Question

Two particles $A$ and $B$ are projected from point $O$ with equal speeds. They both hit the point $P$ of an inclined plane of inclination $15^{\circ}$. Particle $A$ is projected at an angle $30^{\circ}$ with inclined plane.
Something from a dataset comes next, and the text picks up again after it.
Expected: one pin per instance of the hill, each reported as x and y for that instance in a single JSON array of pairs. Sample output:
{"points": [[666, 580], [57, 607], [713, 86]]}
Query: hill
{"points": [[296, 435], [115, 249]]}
If the ratio of time of flight of particles $A$ and $B$ is $1: \sqrt{n}$. The value of $n$ is _______.

Answer 1

$\because y=u_{y} t+\frac{1}{2} a_{y} t^{2}$

Or $0=u_{y} T-\frac{1}{2}\left(g \cos 30^{\circ}\right) T^{2}$
$\therefore T=\frac{2 u_{y}}{g \cos 30^{\circ}}= \frac{4u_y}{10\sqrt{3}}$
$\therefore T_{A}=\frac{4 u \sin 15^{\circ}}{10 \sqrt{3}}$ ....(i)
and $T_{B}=\frac{4 u \sin \alpha}{10 \sqrt{3}}$
where, $\alpha$ is angle of projection of particle $B$,
$\because R=u_{x} T+\frac{1}{2} a_{x} T^{2}$....(ii)
Or $R=\left(u \cos 60^{\circ}\right) T_{A}-\frac{1}{2} g \sin 30^{\circ} T_{A}^{2}$
$=(u \cos \alpha) T_{B}-\frac{1}{2} g \sin 30^{\circ} T_{B}^{2}$
Or $ u \cos 60^{\circ} \times \frac{4 u \sin 60^{\circ}}{10 \sqrt{3}}-\frac{1}{2} g \sin 30^{\circ} T_{A}^{2}$
$=(u \cos \alpha) T_{B}-\frac{1}{2} g \sin 30^{\circ} T_{B}^{2}$
Putting the value of $T_{A}$ and $T_{B}$,
$ \alpha=90^{\circ}-15^{\circ}-30^{\circ}=45^{\circ}$
$\therefore \frac{T_{A}}{T_{B}}=\frac{4 u \sin 30^{\circ}}{10 \sqrt{3}}=\frac{4 u \sin \alpha}{10 \sqrt{3}}=\frac{\sin 30^{\circ}}{\sin \alpha}$
$=\sqrt{2} \times \frac{1}{2}=\frac{1}{\sqrt{2}}=1: \sqrt{n}$
$\therefore n=2$